What is her take on music and wealth? “While I think it is good to make money from gospel music, I don’t think it should be the key focus. That is where gospel artistes go wrong today.” She emphasises that gospel music should always be God-centred and about ministering to others.”

In more than three decades in the Kenyan gospel industry, Ominde has witnessed a lot of change. “Gospel music has evolved, and even the beats have changed. In the past, gospel music was all about slow soulful beats, but now it is as upbeat as secular music. Nowadays there is even rap and rock gospel music!” She recalls an incident when a young producer offered her such a beat for her music. “Needless to say, I had to say no. I am comfortable with my kind of music.”

She adds that the content of songs has also changed. “Gospel music used to carry strictly Bible-based messages, but now the genre has expanded to include personal testimonies and even humour,” says the singer, who has also witnessed the evolution from analogue recording using cassettes to the digital era of DVDs and CDs, making production more complex. Her songs are self-produced and recorded at various studios.

At the time of this interview, Ominde was working on a new album and a single titled Nakupenda Yesu which, she said, “will be unique and have a deep message.”

Ominde stays motivated through her faith in God as well as through positive response to her music from people who give testimonies of how her music has touched their lives and restored their faith in God. “I have also received a lot of recognition in the media and get invitations to share my story and inspire others.”

Together with her husband, Ominde established a church in Kayole in 2001 called the Sanctuary of Hope.
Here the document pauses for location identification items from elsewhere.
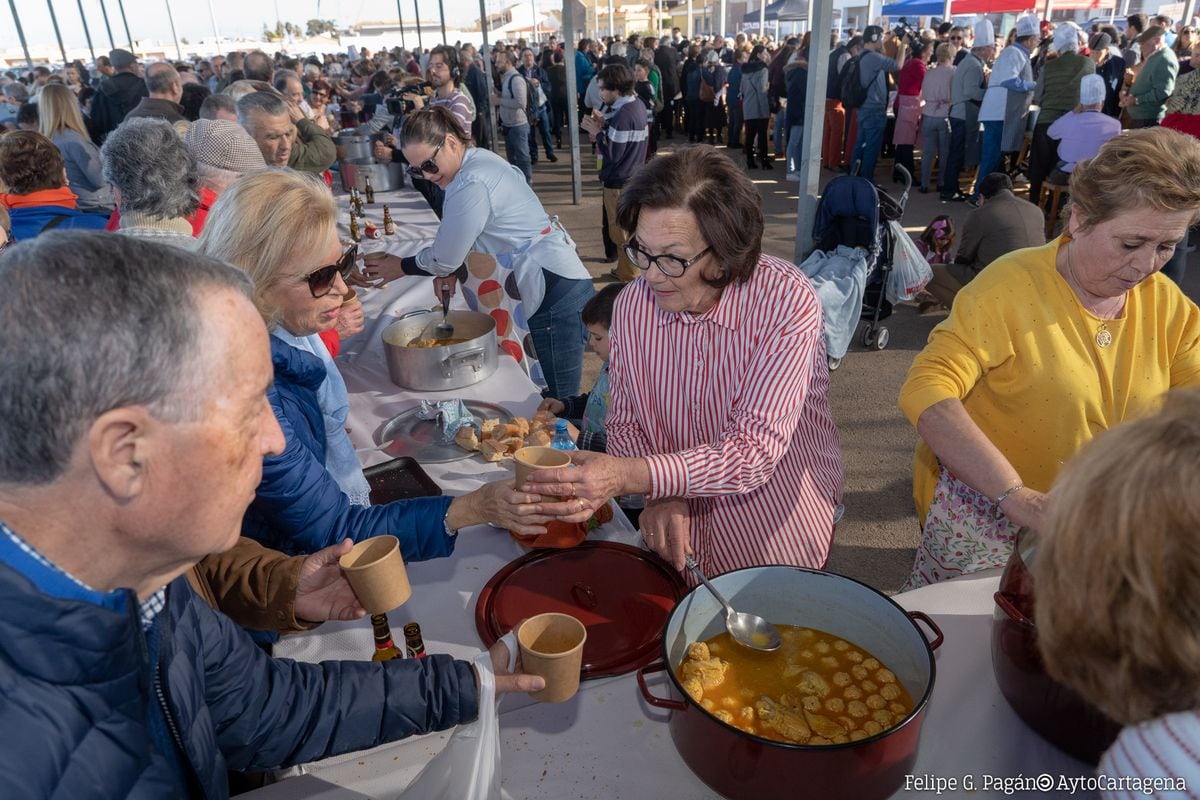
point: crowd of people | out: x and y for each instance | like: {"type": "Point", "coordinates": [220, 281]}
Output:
{"type": "Point", "coordinates": [203, 479]}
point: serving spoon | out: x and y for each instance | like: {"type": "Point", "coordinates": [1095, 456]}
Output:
{"type": "Point", "coordinates": [747, 630]}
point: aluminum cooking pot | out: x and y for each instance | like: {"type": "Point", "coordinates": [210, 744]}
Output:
{"type": "Point", "coordinates": [445, 367]}
{"type": "Point", "coordinates": [384, 176]}
{"type": "Point", "coordinates": [1057, 714]}
{"type": "Point", "coordinates": [354, 146]}
{"type": "Point", "coordinates": [745, 767]}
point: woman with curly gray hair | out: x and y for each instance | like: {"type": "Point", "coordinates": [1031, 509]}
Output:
{"type": "Point", "coordinates": [154, 180]}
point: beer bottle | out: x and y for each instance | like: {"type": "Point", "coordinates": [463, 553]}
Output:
{"type": "Point", "coordinates": [414, 645]}
{"type": "Point", "coordinates": [385, 649]}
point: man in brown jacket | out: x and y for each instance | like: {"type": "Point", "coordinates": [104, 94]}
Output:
{"type": "Point", "coordinates": [265, 590]}
{"type": "Point", "coordinates": [1002, 223]}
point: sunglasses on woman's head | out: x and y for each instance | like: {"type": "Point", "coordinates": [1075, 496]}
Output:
{"type": "Point", "coordinates": [322, 280]}
{"type": "Point", "coordinates": [430, 166]}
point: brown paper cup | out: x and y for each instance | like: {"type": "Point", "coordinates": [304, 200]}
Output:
{"type": "Point", "coordinates": [376, 571]}
{"type": "Point", "coordinates": [552, 647]}
{"type": "Point", "coordinates": [528, 459]}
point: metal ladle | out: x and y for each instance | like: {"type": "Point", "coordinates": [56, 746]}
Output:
{"type": "Point", "coordinates": [747, 630]}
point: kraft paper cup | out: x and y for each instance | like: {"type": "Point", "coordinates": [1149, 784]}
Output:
{"type": "Point", "coordinates": [376, 571]}
{"type": "Point", "coordinates": [552, 647]}
{"type": "Point", "coordinates": [528, 459]}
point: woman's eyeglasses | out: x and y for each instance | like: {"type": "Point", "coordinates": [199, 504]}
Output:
{"type": "Point", "coordinates": [669, 265]}
{"type": "Point", "coordinates": [430, 166]}
{"type": "Point", "coordinates": [322, 280]}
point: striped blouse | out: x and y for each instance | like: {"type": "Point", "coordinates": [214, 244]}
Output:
{"type": "Point", "coordinates": [730, 409]}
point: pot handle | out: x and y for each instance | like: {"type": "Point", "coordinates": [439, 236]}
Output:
{"type": "Point", "coordinates": [922, 617]}
{"type": "Point", "coordinates": [462, 358]}
{"type": "Point", "coordinates": [1011, 609]}
{"type": "Point", "coordinates": [657, 702]}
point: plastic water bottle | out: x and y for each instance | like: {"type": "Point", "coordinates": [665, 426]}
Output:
{"type": "Point", "coordinates": [562, 437]}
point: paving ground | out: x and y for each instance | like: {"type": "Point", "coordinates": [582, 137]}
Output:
{"type": "Point", "coordinates": [876, 539]}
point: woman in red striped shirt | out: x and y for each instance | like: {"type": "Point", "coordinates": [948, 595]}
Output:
{"type": "Point", "coordinates": [719, 410]}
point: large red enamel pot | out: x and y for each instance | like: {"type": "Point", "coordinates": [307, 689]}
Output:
{"type": "Point", "coordinates": [741, 765]}
{"type": "Point", "coordinates": [1060, 715]}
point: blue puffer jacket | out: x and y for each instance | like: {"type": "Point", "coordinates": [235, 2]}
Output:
{"type": "Point", "coordinates": [77, 689]}
{"type": "Point", "coordinates": [299, 507]}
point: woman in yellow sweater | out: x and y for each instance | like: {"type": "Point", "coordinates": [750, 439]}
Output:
{"type": "Point", "coordinates": [1050, 346]}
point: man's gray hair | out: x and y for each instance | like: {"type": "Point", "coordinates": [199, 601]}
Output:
{"type": "Point", "coordinates": [17, 91]}
{"type": "Point", "coordinates": [216, 103]}
{"type": "Point", "coordinates": [153, 169]}
{"type": "Point", "coordinates": [259, 102]}
{"type": "Point", "coordinates": [94, 323]}
{"type": "Point", "coordinates": [161, 77]}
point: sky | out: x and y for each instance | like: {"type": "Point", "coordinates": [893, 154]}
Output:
{"type": "Point", "coordinates": [148, 18]}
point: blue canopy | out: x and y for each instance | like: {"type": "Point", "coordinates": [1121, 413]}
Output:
{"type": "Point", "coordinates": [913, 8]}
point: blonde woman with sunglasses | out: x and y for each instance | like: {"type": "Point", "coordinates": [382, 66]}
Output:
{"type": "Point", "coordinates": [280, 228]}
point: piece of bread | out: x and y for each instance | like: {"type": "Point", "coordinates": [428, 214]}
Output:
{"type": "Point", "coordinates": [466, 438]}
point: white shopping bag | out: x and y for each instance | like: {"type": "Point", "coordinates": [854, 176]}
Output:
{"type": "Point", "coordinates": [469, 767]}
{"type": "Point", "coordinates": [910, 270]}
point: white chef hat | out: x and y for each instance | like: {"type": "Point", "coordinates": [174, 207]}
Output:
{"type": "Point", "coordinates": [985, 35]}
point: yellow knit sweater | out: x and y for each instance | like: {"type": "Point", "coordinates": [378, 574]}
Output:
{"type": "Point", "coordinates": [1020, 352]}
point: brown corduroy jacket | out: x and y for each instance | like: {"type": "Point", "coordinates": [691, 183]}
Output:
{"type": "Point", "coordinates": [253, 585]}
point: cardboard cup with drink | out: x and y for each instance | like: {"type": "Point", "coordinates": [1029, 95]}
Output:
{"type": "Point", "coordinates": [552, 647]}
{"type": "Point", "coordinates": [376, 571]}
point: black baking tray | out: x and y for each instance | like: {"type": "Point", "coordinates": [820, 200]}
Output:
{"type": "Point", "coordinates": [397, 480]}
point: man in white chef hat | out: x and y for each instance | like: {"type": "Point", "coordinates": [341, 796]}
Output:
{"type": "Point", "coordinates": [1006, 104]}
{"type": "Point", "coordinates": [966, 95]}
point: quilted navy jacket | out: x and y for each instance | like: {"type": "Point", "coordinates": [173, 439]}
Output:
{"type": "Point", "coordinates": [76, 685]}
{"type": "Point", "coordinates": [299, 507]}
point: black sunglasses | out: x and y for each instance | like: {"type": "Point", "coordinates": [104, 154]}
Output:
{"type": "Point", "coordinates": [322, 280]}
{"type": "Point", "coordinates": [429, 166]}
{"type": "Point", "coordinates": [669, 265]}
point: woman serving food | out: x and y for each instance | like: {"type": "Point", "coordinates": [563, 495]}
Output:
{"type": "Point", "coordinates": [1050, 346]}
{"type": "Point", "coordinates": [718, 380]}
{"type": "Point", "coordinates": [489, 208]}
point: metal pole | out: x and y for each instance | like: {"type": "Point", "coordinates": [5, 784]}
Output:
{"type": "Point", "coordinates": [486, 52]}
{"type": "Point", "coordinates": [103, 11]}
{"type": "Point", "coordinates": [573, 104]}
{"type": "Point", "coordinates": [120, 4]}
{"type": "Point", "coordinates": [87, 34]}
{"type": "Point", "coordinates": [58, 35]}
{"type": "Point", "coordinates": [213, 18]}
{"type": "Point", "coordinates": [21, 32]}
{"type": "Point", "coordinates": [821, 16]}
{"type": "Point", "coordinates": [171, 18]}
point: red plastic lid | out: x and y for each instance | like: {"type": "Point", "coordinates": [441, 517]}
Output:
{"type": "Point", "coordinates": [622, 594]}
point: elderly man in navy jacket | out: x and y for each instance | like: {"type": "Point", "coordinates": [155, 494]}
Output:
{"type": "Point", "coordinates": [121, 464]}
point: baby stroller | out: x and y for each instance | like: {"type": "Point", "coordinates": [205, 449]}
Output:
{"type": "Point", "coordinates": [855, 212]}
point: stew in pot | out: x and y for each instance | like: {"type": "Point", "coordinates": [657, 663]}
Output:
{"type": "Point", "coordinates": [815, 690]}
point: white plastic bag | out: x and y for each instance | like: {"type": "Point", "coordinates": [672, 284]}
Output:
{"type": "Point", "coordinates": [469, 765]}
{"type": "Point", "coordinates": [910, 270]}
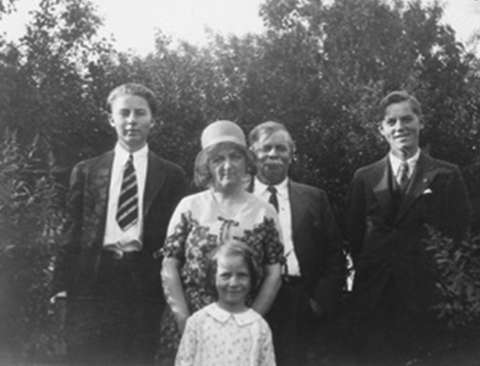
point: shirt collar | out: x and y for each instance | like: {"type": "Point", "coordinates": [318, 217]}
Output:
{"type": "Point", "coordinates": [221, 315]}
{"type": "Point", "coordinates": [282, 187]}
{"type": "Point", "coordinates": [395, 161]}
{"type": "Point", "coordinates": [123, 154]}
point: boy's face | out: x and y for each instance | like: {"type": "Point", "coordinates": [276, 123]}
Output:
{"type": "Point", "coordinates": [401, 129]}
{"type": "Point", "coordinates": [132, 119]}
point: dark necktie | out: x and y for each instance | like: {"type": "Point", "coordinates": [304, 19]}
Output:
{"type": "Point", "coordinates": [273, 197]}
{"type": "Point", "coordinates": [402, 175]}
{"type": "Point", "coordinates": [127, 211]}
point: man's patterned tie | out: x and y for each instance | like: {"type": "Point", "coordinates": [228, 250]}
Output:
{"type": "Point", "coordinates": [273, 197]}
{"type": "Point", "coordinates": [402, 175]}
{"type": "Point", "coordinates": [127, 211]}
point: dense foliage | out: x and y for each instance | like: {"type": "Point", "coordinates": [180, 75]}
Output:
{"type": "Point", "coordinates": [318, 68]}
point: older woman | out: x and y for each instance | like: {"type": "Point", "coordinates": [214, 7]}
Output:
{"type": "Point", "coordinates": [203, 221]}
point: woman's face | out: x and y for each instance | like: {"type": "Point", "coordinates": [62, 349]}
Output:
{"type": "Point", "coordinates": [227, 166]}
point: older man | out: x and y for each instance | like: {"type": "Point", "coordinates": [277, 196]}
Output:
{"type": "Point", "coordinates": [314, 269]}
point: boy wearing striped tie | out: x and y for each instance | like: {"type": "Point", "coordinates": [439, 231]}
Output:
{"type": "Point", "coordinates": [119, 205]}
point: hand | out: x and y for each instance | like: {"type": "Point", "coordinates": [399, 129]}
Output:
{"type": "Point", "coordinates": [316, 308]}
{"type": "Point", "coordinates": [181, 322]}
{"type": "Point", "coordinates": [59, 295]}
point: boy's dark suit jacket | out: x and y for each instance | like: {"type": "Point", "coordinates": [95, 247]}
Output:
{"type": "Point", "coordinates": [317, 244]}
{"type": "Point", "coordinates": [79, 258]}
{"type": "Point", "coordinates": [386, 235]}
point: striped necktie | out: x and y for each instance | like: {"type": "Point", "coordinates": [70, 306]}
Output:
{"type": "Point", "coordinates": [127, 211]}
{"type": "Point", "coordinates": [402, 175]}
{"type": "Point", "coordinates": [273, 199]}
She preaches in the church and takes every opportunity to sing for the congregation. The church regularly organises ways to give back, something that Ominde is passionate about.

The songstress spends her free time at home with her husband, daughters Melody and Harmony and her son, Precious. She feels proud and happy when her children appreciate her. “Melody wrote me a nice letter telling me that I am the best mother in the world and thanking me for how I understand and take care of her and her siblings. It was touching!”

The doyenne of Kenyan gospel music also loves listening to songs by like-minded artistes, particularly African American musicians. “They sing like angels. You can tell that they give it their whole hearts.”

The singer plans to continue touching lives with her music and her preaching. “I have come to learn that although I might be blind, that doesn’t mean that I shouldn’t have a vision. I would like to tell all physically disabled people that they should never let their handicap define them.”

She further advises, “Don’t feel inferior to others, and avoid people who are negative because they will only hinder you from your vision.”